# Need better traction for kubota r630



## sven1277 (Jan 15, 2008)

I have an 8.5' angle blade on this machine. It is plowing at an condo complex with some hilly areas. I have a tire Grooving tool. I was also looking at tire chains. If I bought the machine new, I would have upgraded to Nokian tires. I would love some suggestions.
thanks


----------



## Mr.Markus (Jan 7, 2010)

Sell the tires on craiglost and buy some nokians...?


----------



## Aerospace Eng (Mar 3, 2015)

Are you losing traction on the back? On the front? Getting your front end pushed?

My limited experience is consistent with what others have told me, and is that Kubota tractors are light on the back tires. If they aren’t already, maybe fill all four of your tires with beet juice, and maybe add weights on the back if you spin the rears.


----------



## Mark Oomkes (Dec 10, 2000)

Mr.Markus said:


> Sell the tires on craiglost and buy some nokians...?


Yes


----------



## 512high (Jan 18, 2010)

I have the same on my CAT( Dunlop 405 70 R20) , we usually plow with the storm, on an incline, i had to use the diff lock once (locks front and rear) had no problem. Not sure if the R630 has front and rear diff lock,my old John Deere just had front I think....

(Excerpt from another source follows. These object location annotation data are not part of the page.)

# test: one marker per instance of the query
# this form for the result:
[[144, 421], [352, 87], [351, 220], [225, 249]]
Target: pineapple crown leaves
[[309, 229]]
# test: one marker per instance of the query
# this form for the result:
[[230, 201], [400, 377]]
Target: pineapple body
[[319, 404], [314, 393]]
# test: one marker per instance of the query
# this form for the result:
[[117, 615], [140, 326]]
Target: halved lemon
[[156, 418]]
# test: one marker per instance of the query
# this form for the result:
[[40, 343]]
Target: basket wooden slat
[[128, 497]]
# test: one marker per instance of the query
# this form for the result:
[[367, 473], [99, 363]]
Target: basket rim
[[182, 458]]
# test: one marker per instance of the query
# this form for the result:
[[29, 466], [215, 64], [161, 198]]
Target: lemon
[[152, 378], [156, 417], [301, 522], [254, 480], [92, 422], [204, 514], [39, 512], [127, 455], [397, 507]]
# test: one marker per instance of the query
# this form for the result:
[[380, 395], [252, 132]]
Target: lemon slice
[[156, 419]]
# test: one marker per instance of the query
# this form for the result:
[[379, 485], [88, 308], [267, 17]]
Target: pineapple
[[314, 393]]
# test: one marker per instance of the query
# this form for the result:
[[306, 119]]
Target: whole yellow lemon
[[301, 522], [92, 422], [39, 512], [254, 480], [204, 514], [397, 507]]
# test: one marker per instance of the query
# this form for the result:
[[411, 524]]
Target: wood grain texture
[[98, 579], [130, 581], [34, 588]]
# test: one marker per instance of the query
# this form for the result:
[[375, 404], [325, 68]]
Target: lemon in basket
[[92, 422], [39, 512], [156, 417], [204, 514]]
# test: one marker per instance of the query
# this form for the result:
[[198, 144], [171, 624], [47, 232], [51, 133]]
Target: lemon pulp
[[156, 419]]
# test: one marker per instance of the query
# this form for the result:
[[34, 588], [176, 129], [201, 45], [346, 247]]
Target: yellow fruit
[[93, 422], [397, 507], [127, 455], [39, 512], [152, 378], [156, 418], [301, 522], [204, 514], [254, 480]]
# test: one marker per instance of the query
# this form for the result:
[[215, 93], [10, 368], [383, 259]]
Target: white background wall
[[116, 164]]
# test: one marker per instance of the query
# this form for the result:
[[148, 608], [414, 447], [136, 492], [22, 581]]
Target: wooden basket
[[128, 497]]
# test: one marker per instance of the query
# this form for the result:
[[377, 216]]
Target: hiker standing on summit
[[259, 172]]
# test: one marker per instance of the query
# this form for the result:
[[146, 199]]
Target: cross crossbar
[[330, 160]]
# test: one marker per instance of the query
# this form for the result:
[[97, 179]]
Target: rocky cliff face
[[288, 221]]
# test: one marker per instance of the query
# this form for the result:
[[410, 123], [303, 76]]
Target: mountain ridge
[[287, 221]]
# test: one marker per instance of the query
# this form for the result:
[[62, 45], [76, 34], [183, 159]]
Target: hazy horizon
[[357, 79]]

my machine is a tad over 14K, with a metal pless on the front
(2.3K lbs), however, when these are real bad, I will be switching to snows.....


----------



## sven1277 (Jan 15, 2008)

It does have a diff lock but it only works in low gear.


----------



## sven1277 (Jan 15, 2008)

We use the loader in retail location the rest of the season loading bulk material. Would Nokian tr1 or tr2 be a better option?


----------



## Western1 (Dec 4, 2008)

Yes


----------



## BRL1 (Sep 13, 2014)

I demoed a r630 for one if our large apartment complexes. I was not impressed with the machine at all. No traction no power and lifts very slow. Maybe it was how it was set up from the dealer or maybe it was because I was running a ld13 arctic but I would go with a cat or Deere


----------



## Mark Oomkes (Dec 10, 2000)

BRL1 said:


> I demoed a r630 for one if our large apartment complexes. I was not impressed with the machine at all. No traction no power and lifts very slow. Maybe it was how it was set up from the dealer or maybe it was because I was running a ld13 arctic but I would go with a cat or Deere


I wondered about this, just something about them seemed undersized to me.


----------



## BRL1 (Sep 13, 2014)

Indersi


Mark Oomkes said:


> I wondered about this, just something about them seemed undersized to me.


Undersized and underpowered for sure.
The machine would bog down under acceleration with the plow up. Was very stressful trying to push snow. My 2014 bobcat s650 with snow tires and the same pusher 13' arctic out preformed the r630


----------



## sven1277 (Jan 15, 2008)

I priced out Nokians. $4500 with install. That’s what I’m leaning towards. I’ll plan to sell the oem tires to offset the cost


----------